Sur le fond, l’apprentissage de la prédication se nourrit essentiellement de la vie intérieure du diacre ou du prêtre, de ses lectures, de sa méditation de la parole de Dieu, de sa vie d’oraison, des rencontres de son ministère, de la vie sacramentelle qu’il donne ou qu’il reçoit, de son écoute quotidienne des personnes qu’il rencontre… C’est un constat très simple qui domine : plus le prédicateur est relié à Dieu, moins il risque de se prêcher lui-même. Le premier apprentissage de la prédication consiste donc à densifier sa vie intérieure.
Mais une belle vie intérieure ne suffit pas à se former à la prédication. A cela s’ajoute les cours de philosophie et de théologie qui aident le prédicateur à densifier son intelligence de la foi, donc sa réflexion et sa parole.
Pendant les huit années de formation le séminariste se nourrit de ce qu’il voit et entend. Chaque jour il reçoit une homélie différente, prononcée par un des prêtres formateurs, dans un style différent. Aussi, le jeune prédicateur est-il facilement tenté d’imiter tel ou tel prêtre dont le style le marque plus particulièrement. Tout le défi consiste à dépasser cette imitation fondée sur des aspects très extérieurs, pour entrer dans une logique de don de soi et de docilité à l’Esprit-Saint.
Sur la forme, l’apprentissage est sans doute un peu différent. Il y a un certain art oratoire à acquérir. Mais celui qui absolutiserait cela risquerait aussi de tomber dans l’excès de transformer la prédication en un pur exercice de style, oubliant la grâce d’état du ministre, et le travail de l’Esprit-Saint dans les cœurs… Combien de prêtres expérimentés dans la prédication peuvent témoigner que les retours de paroissiens touchés par la grâce lors de sermon sont bien souvent sur des points insignifiants. (Un prêtre racontait récemment qu’un paroissien est venu le voir pour lui dire : « ce qui m’a le plus touché touché dans votre sermon c’est quand vous avez dit : deuxièmement… j’ai compris que dans ma vie je devais tourner une page ! »)
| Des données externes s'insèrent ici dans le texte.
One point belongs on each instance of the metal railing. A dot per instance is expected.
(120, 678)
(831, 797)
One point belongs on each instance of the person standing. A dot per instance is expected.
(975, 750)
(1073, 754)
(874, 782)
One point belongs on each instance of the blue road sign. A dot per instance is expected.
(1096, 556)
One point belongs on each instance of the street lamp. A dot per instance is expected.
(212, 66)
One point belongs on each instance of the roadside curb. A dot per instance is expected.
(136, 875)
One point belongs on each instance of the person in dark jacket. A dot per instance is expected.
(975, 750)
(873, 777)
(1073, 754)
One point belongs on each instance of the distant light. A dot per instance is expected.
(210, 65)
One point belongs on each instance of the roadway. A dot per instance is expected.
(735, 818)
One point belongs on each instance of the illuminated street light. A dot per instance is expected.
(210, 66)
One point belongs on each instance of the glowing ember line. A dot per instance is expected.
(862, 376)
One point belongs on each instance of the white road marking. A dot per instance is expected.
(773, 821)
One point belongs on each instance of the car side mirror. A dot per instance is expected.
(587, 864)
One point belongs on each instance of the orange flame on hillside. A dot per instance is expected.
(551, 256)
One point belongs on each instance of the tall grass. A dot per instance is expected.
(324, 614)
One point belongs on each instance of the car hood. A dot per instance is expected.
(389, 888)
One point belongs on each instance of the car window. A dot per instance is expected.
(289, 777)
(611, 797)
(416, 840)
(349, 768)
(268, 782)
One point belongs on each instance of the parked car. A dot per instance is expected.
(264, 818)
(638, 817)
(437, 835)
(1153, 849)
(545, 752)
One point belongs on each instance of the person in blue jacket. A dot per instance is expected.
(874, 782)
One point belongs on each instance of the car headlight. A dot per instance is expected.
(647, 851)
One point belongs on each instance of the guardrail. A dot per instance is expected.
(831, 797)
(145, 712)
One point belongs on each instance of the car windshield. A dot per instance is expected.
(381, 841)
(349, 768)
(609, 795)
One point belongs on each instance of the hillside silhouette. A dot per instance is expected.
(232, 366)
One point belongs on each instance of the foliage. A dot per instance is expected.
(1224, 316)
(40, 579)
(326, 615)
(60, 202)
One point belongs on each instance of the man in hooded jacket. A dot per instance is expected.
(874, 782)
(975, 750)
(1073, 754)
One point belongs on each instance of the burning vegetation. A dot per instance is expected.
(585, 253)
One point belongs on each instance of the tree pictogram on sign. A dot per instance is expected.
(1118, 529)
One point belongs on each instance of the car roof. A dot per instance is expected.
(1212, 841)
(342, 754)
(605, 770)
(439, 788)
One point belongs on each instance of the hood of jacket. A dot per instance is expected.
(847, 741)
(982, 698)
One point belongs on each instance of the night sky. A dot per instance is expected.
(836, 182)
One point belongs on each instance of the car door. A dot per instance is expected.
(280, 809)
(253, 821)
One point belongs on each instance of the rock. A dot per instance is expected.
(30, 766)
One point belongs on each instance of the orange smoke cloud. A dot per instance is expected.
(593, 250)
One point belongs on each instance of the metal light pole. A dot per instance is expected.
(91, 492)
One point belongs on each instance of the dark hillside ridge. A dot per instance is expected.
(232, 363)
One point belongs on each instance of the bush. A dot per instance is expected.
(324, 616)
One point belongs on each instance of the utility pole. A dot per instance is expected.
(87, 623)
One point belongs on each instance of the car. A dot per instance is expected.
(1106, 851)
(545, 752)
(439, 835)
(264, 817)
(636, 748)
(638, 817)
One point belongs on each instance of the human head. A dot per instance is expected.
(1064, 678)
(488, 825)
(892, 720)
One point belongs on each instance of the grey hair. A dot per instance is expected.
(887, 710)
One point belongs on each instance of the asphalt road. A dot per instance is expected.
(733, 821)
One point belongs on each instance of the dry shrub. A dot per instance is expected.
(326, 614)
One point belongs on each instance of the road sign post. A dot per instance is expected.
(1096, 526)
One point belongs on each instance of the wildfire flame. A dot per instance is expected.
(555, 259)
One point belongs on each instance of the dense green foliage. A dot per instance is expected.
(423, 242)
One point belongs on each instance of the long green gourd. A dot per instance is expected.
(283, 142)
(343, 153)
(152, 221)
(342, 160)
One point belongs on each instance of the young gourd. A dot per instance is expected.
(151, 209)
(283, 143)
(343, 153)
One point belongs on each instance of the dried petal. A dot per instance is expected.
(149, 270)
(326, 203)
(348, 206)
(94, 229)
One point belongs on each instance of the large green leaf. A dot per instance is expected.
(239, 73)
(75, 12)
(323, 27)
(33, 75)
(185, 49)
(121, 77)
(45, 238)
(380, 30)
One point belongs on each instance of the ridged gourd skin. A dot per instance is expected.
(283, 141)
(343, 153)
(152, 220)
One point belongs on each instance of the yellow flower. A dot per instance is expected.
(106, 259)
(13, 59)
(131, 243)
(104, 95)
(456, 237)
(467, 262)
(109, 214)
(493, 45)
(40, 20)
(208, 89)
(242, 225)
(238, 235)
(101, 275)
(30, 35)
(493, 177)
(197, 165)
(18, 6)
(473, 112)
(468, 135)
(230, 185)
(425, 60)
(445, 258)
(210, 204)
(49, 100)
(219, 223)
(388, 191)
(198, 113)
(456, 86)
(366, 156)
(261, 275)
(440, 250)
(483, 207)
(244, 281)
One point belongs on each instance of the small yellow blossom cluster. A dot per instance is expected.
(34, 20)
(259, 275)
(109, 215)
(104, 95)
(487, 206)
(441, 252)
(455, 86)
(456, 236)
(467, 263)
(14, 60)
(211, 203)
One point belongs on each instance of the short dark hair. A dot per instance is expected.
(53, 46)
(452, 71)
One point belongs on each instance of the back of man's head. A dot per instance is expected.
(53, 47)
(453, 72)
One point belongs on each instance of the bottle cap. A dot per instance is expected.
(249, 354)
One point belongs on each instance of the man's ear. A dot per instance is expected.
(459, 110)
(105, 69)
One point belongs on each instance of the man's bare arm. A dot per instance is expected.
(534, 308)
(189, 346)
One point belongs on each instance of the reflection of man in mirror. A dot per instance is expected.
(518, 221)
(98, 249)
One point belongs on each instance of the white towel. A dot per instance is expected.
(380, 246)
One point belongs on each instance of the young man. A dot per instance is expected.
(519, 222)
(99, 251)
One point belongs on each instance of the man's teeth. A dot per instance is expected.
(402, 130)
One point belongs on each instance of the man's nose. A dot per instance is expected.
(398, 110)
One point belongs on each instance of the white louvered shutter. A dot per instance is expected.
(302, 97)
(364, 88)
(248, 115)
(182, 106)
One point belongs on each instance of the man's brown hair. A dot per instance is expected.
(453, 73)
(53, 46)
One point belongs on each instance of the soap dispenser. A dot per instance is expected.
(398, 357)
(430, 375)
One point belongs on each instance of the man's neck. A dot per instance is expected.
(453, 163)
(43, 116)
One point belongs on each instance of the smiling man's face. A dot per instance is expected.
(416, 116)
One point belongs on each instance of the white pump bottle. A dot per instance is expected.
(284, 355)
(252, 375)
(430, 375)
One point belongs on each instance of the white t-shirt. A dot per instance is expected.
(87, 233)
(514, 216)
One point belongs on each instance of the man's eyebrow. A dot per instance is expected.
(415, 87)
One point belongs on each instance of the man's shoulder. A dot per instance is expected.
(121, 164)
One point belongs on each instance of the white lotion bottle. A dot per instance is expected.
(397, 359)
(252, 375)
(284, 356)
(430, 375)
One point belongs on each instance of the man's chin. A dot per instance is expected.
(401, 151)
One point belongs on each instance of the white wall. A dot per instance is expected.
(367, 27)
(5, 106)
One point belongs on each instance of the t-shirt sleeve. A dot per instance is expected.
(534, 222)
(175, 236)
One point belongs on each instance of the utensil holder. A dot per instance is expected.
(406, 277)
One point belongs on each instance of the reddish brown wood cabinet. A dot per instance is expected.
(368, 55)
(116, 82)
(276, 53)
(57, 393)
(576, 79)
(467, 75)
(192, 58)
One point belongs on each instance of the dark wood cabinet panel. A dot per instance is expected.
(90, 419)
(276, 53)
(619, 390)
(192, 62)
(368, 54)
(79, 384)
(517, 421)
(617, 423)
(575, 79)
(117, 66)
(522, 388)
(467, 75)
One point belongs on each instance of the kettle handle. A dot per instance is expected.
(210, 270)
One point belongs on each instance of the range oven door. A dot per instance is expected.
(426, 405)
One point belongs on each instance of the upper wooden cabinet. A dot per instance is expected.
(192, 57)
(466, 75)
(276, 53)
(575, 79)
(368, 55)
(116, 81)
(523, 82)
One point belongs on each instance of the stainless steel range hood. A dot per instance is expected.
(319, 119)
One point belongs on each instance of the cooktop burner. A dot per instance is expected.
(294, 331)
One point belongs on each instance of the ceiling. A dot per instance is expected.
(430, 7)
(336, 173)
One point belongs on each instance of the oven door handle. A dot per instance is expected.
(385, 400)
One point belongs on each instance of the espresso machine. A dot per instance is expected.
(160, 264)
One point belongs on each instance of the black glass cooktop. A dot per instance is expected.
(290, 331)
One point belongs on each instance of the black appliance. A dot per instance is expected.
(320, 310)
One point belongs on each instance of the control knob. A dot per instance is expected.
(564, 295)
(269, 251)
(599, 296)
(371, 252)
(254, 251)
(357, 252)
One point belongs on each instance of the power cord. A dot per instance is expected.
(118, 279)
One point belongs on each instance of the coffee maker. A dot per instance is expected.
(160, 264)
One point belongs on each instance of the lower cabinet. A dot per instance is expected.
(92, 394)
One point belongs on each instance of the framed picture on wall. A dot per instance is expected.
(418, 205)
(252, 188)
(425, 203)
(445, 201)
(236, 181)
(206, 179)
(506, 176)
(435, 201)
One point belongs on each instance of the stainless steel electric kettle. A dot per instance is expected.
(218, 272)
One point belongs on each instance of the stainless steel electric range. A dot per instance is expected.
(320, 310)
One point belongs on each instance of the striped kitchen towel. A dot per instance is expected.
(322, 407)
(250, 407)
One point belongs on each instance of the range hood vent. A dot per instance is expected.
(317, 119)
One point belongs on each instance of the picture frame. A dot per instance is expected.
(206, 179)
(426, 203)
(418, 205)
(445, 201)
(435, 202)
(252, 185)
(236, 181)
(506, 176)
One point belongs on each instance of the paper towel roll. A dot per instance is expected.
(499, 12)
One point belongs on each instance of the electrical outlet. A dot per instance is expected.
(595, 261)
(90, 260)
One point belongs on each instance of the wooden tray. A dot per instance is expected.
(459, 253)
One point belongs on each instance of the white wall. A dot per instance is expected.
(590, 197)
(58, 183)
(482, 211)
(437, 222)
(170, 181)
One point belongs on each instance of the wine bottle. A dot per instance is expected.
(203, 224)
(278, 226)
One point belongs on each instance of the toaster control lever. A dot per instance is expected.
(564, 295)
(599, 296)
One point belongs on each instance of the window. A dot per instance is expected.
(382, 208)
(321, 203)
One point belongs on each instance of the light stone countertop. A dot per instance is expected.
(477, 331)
L’art oratoire n’est pas inné. Pour acquérir certaines bases plusieurs outils sont donnés dans la formation au séminaire. D’abord, la pratique du théâtre est un élément fondamental. Elle apprend à s’exposer en public, à susciter des émotions, à tenir un discours clair et audible, à jouer sur divers registres émotionnels… c’est un exercice très complet et un immense révélateur de talents.
Au séminaire un exercice exigeant est proposé pendant le carême : en lieu et place de la lecture à table, chaque jour les séminaristes de théologie prêchent sur l’évangile du jour pendant le repas. Sitôt terminé, plusieurs frères séminaristes et prêtres formateurs ou professeurs sont interrogés pour commenter sur le fond et sur la forme le sermon qui vient d’être donné.
En prêchant sur le tas dans diverses circonstances : obsèques, mariages, baptêmes… le jeune prédicateur diacre ou prêtre peut faire ses armes. Il a devant lui des publics très divers, dont l’attention est variable : bien souvent profonde aux obsèques et superficielle aux mariages. C’est ce qui rend cette mission difficile mais attrayante. Chaque célébration est l’occasion d’attirer les âmes à Dieu. Le prédicateur se donne, s’adapte, se bat… Dieu fait le reste.
En communauté locale, le jeune prédicateur peut recevoir les critiques positives et négatives faites par ses confrères qui l’écoutent prêcher. Encore un cadeau magnifique qui, s’il est bien reçu, accélère grandement la formation et l’apprentissage d’une prédication plus ajustée. Bénéficier de l’expérience des autres c’est continuer à se former chaque jour. Cela est parfois dur et nécessite une grande humilité, mais cela contribue aux biens des fidèles et à la charité fraternelle.
Finalement, la vie théologale (formation spirituelle), une intelligence nourrie (formation intellectuelle et théologique), l’adaptation pastorale (formation pastorale), l’art oratoire (formation humaine) sont les meilleurs ingrédients d’une bonne formation à la prédication. Ajoutez à cela la grâce d’Etat, l’expérience des autres et la docilité à l’Esprit-Saint…et Dieu terminera le boulot en récoltant même là où ses prédicateurs n’auront rien semé !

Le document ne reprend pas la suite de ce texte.